Drawn Into Darkness(43)
What was most likely to happen was nothing. This woman had no kin in Maypop to pressure for an investigation. It was no crime for adults to go missing.
Still swearing in his favorite language for that purpose, Bernie decided to fix one thing at least. He opened the front door, took what the mail carrier had left, and put it inside, so that it would not advertise the emptiness of the house. Then, not yet satisfied, Bernie headed back into the bedroom, where he had seen a laptop computer.
He booted it up, knees jiggling with guilty impatience as he sat on a chair that was too small for him. The laptop hummed into beaming compliance, requiring no password. Bernie invoked the Internet symbol, then the e-mail envelope. Again, no need for a password; it seemed Liana Clymer stayed logged on. Bernie searched her contacts list for people with the names Clymer or Leppo. There were several. He addressed a single e-mail to all of them, scowling as he struggled to compose a suitable message:
Hello family of Liana Clymer, aka Liana Leppo. This is Deputy Bernardo Morales of the Maypop County (Florida) Sheriff’s Office contacting you. I have been alerted by a mail carrier that Liana seems to be missing from her residence. She seems to have been gone for several days as there is a dachshund dead of bullet wounds and decaying in her living room, her car is parked out of sight in the backyard, and her purse and car keys
Bernie stopped to think, then saved the draft, headed out into the backyard, and tried the Toyota’s driver’s side door. It was locked. Shading his face from the sun with his hands, he peered in through the window, then went around to the passenger side and tried again. He saw no keys in the ignition or anywhere else. Satisfied, he walked back into the pink house and resumed his e-mail.
purse and car keys are unaccounted for. I will file a Missing Under Suspicious Circumstances report but beyond that I have no duty or authority. It is not in my job description to write this e-mail but where I come from it would be considered the honorable thing to do. How you respond is of course your business and not mine.
Sincerely,
Deputy Bernardo Morales
He added the Sheriff’s Office’s phone number, complete with area code, paused to think again whether he might get in trouble about this, then shrugged and clicked Send. Tammy Lou, still after twenty years the love of his life, told him often that he had a bigger heart than any other man she had ever met. Bernie considered this meant he was a true Chileno. By sending the e-mail, he had maybe broken a rule, but before being a deputy of the sheriff he was first a caballero, a gentleman.
THIRTEEN
“Make sure you hide all of our tracks,” I told Justin, heading toward the pitiful hut we had found.
“Make sure you watch out for snakes,” Justin retorted.
“Like this one?” Pausing, gently I unwound one end of the oak snake from around my waist and coaxed the other end out of my shorts pocket. As I held her up, she hung between my hands in a catenary curve like an overly thick, gray and white telephone wire.

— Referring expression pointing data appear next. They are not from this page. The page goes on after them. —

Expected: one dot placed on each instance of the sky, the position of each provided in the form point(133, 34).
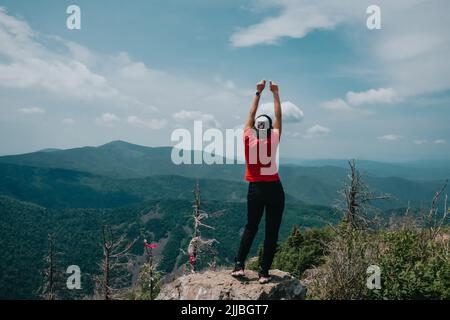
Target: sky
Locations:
point(136, 71)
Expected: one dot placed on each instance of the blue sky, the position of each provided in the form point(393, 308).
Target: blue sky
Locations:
point(136, 71)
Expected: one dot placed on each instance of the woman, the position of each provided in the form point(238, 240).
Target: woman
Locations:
point(265, 191)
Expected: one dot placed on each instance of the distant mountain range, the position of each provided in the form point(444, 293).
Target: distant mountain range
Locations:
point(140, 192)
point(315, 181)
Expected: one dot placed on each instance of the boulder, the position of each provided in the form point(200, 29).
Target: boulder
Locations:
point(220, 285)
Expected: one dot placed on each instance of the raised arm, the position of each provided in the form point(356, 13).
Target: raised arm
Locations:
point(277, 105)
point(255, 103)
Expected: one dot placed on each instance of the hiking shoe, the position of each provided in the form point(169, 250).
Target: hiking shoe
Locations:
point(264, 278)
point(238, 270)
point(238, 273)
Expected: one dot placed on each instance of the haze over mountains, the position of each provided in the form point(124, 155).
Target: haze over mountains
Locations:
point(140, 192)
point(314, 181)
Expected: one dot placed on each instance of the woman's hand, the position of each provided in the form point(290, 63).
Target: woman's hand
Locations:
point(273, 87)
point(260, 86)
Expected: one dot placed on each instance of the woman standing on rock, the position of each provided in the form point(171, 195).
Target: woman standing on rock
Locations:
point(265, 191)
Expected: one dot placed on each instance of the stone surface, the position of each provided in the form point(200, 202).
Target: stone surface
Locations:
point(220, 285)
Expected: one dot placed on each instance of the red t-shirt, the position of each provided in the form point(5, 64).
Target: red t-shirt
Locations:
point(260, 156)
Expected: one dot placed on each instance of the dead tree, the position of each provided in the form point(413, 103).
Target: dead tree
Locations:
point(114, 264)
point(197, 243)
point(357, 199)
point(431, 219)
point(148, 276)
point(49, 287)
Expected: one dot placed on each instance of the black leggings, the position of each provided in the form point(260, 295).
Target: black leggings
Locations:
point(269, 196)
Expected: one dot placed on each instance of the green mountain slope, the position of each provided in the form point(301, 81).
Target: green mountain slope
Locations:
point(24, 229)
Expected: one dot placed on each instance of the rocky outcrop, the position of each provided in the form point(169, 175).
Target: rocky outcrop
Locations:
point(219, 285)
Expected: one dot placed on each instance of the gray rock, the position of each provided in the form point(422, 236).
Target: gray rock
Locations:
point(220, 285)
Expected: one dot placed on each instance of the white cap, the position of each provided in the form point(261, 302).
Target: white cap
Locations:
point(262, 123)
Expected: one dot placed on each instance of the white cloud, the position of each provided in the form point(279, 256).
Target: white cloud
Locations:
point(107, 119)
point(295, 20)
point(68, 121)
point(420, 141)
point(336, 105)
point(32, 110)
point(381, 95)
point(390, 137)
point(291, 113)
point(190, 116)
point(154, 124)
point(410, 54)
point(30, 64)
point(354, 99)
point(316, 131)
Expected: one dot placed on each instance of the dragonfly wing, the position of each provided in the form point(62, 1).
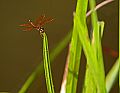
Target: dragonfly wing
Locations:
point(45, 21)
point(39, 19)
point(27, 29)
point(26, 25)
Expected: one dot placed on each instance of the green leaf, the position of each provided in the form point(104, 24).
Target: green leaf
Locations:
point(112, 76)
point(47, 67)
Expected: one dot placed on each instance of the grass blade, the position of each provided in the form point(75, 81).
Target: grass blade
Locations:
point(75, 52)
point(112, 76)
point(47, 68)
point(39, 69)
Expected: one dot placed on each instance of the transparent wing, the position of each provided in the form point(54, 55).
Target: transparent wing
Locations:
point(39, 19)
point(45, 21)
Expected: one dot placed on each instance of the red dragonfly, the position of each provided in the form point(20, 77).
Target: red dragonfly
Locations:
point(37, 24)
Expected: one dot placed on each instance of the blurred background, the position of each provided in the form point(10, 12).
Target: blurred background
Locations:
point(21, 52)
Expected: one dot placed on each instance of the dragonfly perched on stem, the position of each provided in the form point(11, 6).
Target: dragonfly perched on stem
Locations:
point(37, 24)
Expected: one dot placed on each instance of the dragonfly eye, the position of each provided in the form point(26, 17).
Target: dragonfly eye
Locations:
point(41, 29)
point(29, 20)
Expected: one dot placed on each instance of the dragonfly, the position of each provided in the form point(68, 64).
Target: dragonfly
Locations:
point(37, 24)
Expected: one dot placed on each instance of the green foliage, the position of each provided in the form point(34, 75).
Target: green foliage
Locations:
point(94, 81)
point(47, 67)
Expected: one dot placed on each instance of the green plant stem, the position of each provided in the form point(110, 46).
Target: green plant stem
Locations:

Justin’s jaw sagged. I realized I was showing off and tried to retract.
“You’re not afraid of snakes,” I stated, matter-of-fact, lowering my own specimen. “Not the way you took care of that cottonmouth that was looking up my nose.”
He succeeded in moving his mouth, forming speech. “What are you going to do with that?”
“With her.” Actually, no way could I tell the snake’s gender, so I chose one. “Her name is Hypatia the Wise. If you don’t mind, I’ll take her inside to chase the mice away.” The oak snake flicked its tongue, then oozed up my arm and into my T-shirt sleeve.
“Where is she going right now?” Justin inquired innocently.
“Ha-ha.” Turning my back to preserve some dignity, I carried Hypatia to the shanty. Or hut. Whatever. Rudimentary and rotting. No problem opening the door; the knob and lock had long since fallen out of it. But I couldn’t see a thing inside, it was so dark. I pulled out the flashlight I had toted all the way from the blue pickup truck, clicked it on, and used its rather dim beam to reconnoiter. I saw mouse turds, mostly, and scuttling toward the shadows were some of those huge insects euphemistically called palmetto roaches, a cockroach by another name, still icky all the same. I saw no snakes but did not doubt there might be some underneath the few furnishings. These consisted of a picnic table in the middle of the splintery plank floor and a bunk bed standing against the rickety wall, the mattresses wrapped in thick plastic so the mice wouldn’t get into them, I surmised. Hefty Rubbermaid containers stacked in one corner probably served the same purpose, to protect the contents from varmints.